Inequality is driving support for the UK’s far-right. More than 30 leaders from business, academia and civil society have signed a letter to all party leaders warning that the “lack of political will to address unfairness and inequality” is “not only morally wrong, but is causing deep damage to our society, economy and democracy, and undermining the fight against the climate crisis”. The letter backs the findings of a new report from the Fairness Foundation calling for scrapping the two-child benefit cap, introducing an ‘essentials guarantee’ for Universal Credit, and more policies to reduce inequality. 

The political costs of austerity. Economist Paul Krugman has written for the Guardian arguing that the ‘unforced error’ of austerity may be the main driver of electoral disaster for the Conservative party: “At the time, this looked like an obvious macroeconomic error; more than a decade later, it has become a social and political catastrophe.” He also believes that a Labour government might “fall short” of reversing the damage of austerity due to less favourable borrowing conditions and a lack of “any ambition to reverse austerity”.

Reform UK’s corporate network. Autonomy Institute’s Data Unit have analysed notable companies connected to the Reform Party to produce a deep dive of Reform’s extended corporate network, including party chairman Richard Tice, Leave.EU, Nigel Farage, UKIP and more. The research features a wide range of businesses, such as Rwanda’s national airline, Bermudian land trusts, Britain’s answer to Breitbart, Michelle Mone’s crisis management firm, Big Brother Is Watching You Ltd, weight loss drinks, a ‘globo-Marxist white-eradicationist agenda’, and more.

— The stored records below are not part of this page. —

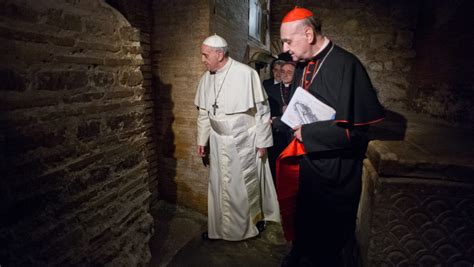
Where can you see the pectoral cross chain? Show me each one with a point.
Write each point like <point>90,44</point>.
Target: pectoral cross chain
<point>215,106</point>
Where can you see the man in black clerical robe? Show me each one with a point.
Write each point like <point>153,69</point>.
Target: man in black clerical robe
<point>278,99</point>
<point>330,170</point>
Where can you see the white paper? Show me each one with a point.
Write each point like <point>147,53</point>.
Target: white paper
<point>304,108</point>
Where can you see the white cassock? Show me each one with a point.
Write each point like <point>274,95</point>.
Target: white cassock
<point>241,190</point>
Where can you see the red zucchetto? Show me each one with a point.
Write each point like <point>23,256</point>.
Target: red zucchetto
<point>297,13</point>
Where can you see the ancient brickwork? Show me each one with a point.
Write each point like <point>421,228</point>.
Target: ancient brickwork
<point>417,203</point>
<point>443,73</point>
<point>74,181</point>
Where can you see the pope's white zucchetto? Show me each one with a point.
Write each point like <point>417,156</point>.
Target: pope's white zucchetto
<point>215,41</point>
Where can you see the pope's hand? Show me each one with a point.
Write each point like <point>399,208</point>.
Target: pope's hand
<point>201,151</point>
<point>297,133</point>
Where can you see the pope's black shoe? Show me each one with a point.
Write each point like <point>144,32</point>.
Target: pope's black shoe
<point>261,225</point>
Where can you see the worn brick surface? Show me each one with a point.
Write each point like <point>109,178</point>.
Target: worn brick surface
<point>74,186</point>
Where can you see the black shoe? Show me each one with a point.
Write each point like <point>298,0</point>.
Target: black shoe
<point>261,225</point>
<point>291,259</point>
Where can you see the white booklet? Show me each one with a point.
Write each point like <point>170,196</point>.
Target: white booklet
<point>304,108</point>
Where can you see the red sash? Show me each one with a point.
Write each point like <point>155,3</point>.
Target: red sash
<point>287,174</point>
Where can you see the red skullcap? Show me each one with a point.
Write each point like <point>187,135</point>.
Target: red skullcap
<point>297,13</point>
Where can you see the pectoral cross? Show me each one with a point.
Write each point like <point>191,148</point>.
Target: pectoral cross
<point>215,106</point>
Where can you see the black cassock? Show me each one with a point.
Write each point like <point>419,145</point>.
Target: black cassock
<point>331,170</point>
<point>280,131</point>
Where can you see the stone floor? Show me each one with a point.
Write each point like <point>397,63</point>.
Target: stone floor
<point>177,242</point>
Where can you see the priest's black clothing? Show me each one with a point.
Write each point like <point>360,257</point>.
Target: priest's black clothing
<point>277,99</point>
<point>330,172</point>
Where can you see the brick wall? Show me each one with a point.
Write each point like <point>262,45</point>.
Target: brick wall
<point>230,19</point>
<point>179,27</point>
<point>444,76</point>
<point>379,33</point>
<point>74,182</point>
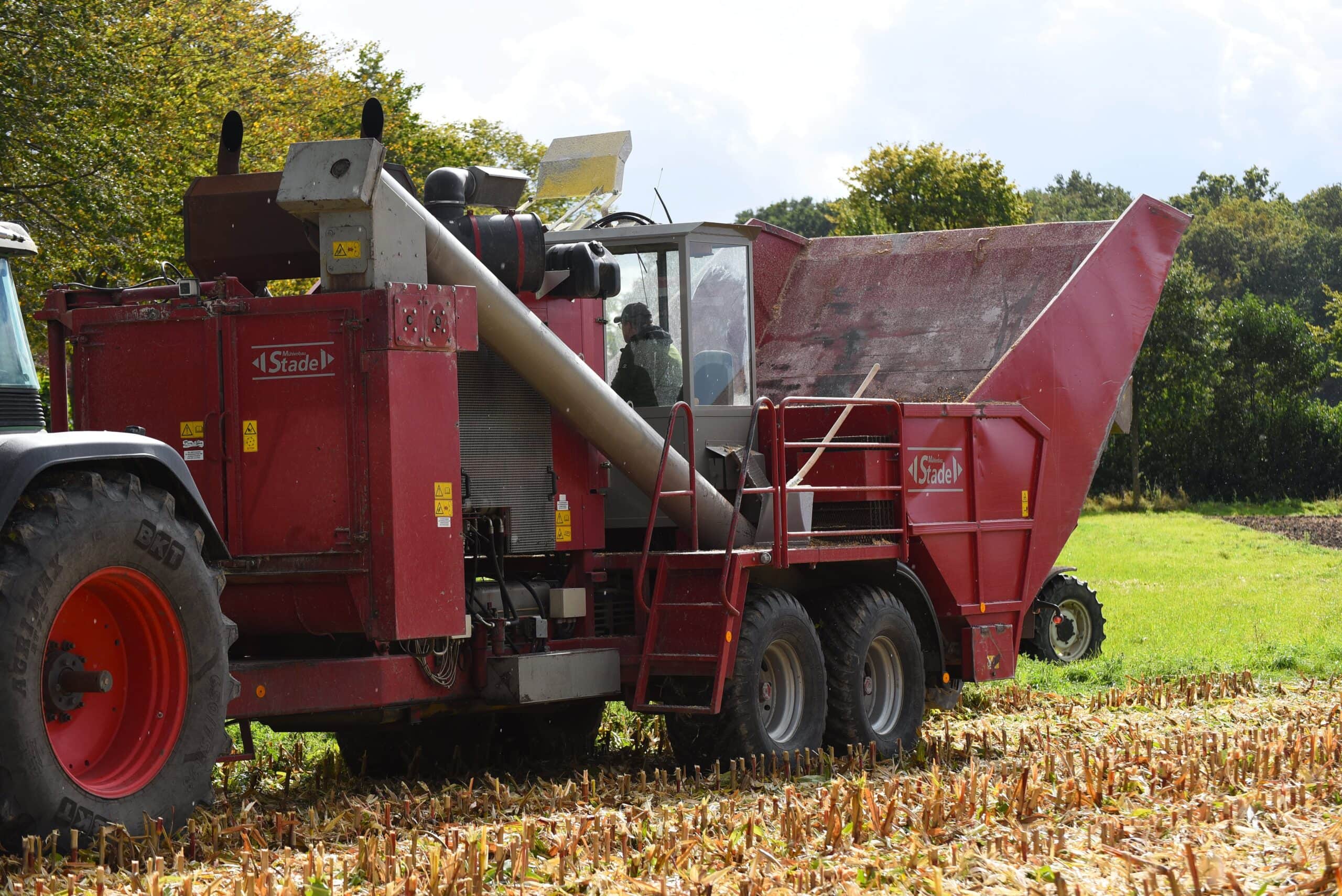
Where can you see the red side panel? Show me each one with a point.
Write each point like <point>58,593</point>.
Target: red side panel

Brown: 4.2m children in poverty is the country's “most urgent social issue”. Gordon Brown argues that the poor levels of Universal Credit (UC) provision has left charity (e.g. through food banks) to fill the gaps in the safety net, noting that the hardships of impoverished children are “a stain on the soul of our country”, and that “the sorrows of these millions of desolate children will remain forever a scar on our country’s conscience unless something is done.” He argues for a ‘root and branch review’ of UC, including the two-child benefit cap, bedroom tax and more.